Michelle Lasley is a mother, wife in Pacific Northwest learning to balance green dreams with budget realities.

March 24, 2013

[original author unknown (to me)]

Children’s actions show how they feel. Difficult behavior is often an emotional reaction gone off course. Behind every behavior is a feeling/emotion. Children who feel bad are likely to behave badly. Children who feel good are likely to be good.

Children misbehave when:

  • They act out feelings inappropriately (scared, insecure, sad, angry, excited, jealous, worried, frustrated, confused);
  • They are bored, tired, ill, hungry, too many expectations on them, feel misunderstood;
  • They need attention or feel unwanted;
  • A consequence is too sever, may seek vengeance;
  • Your requests are unclear, unrealistic, or not age appropriate;
  • Suffering a blow of self-esteem;
  • There are too many rules and not enough routines, rules are too rigid;
  • They want their own way and you refuse to give in to an inappropriate request; and/or
  • They are are exploring their world and do not realize their behavior is inappropriate.

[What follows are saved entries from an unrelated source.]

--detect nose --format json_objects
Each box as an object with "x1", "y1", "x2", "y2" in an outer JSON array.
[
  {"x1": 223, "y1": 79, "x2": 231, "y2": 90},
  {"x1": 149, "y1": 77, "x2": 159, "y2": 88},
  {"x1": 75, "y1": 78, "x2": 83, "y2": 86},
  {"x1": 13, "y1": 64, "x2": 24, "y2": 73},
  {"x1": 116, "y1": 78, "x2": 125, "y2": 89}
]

I would classify myself and my husband as “Authoritative” parents. We are not authoritarian, where rules are unclear and extremely rigid. Nor are we laissez-faire parents who began free range parenting at infancy. We do not grasp fully onto certain concepts of peaceful parenting, as we generally feel that there is some value to instilling respect through some fear.

Regardless of our parenting style, our choice of using time outs, our choice of not eliminating spankings, our choice of making Levi do lines – all as consequences to his own bad choices, we are a part of the growing paradigm of “feelings based” parenting. It’s not new, other cultures have been treating child rearing this way for millennium.

What do you do, though, when your child acts out? Are you more inclined to give time outs? Do you talk about feelings? How do you negotiate parenting?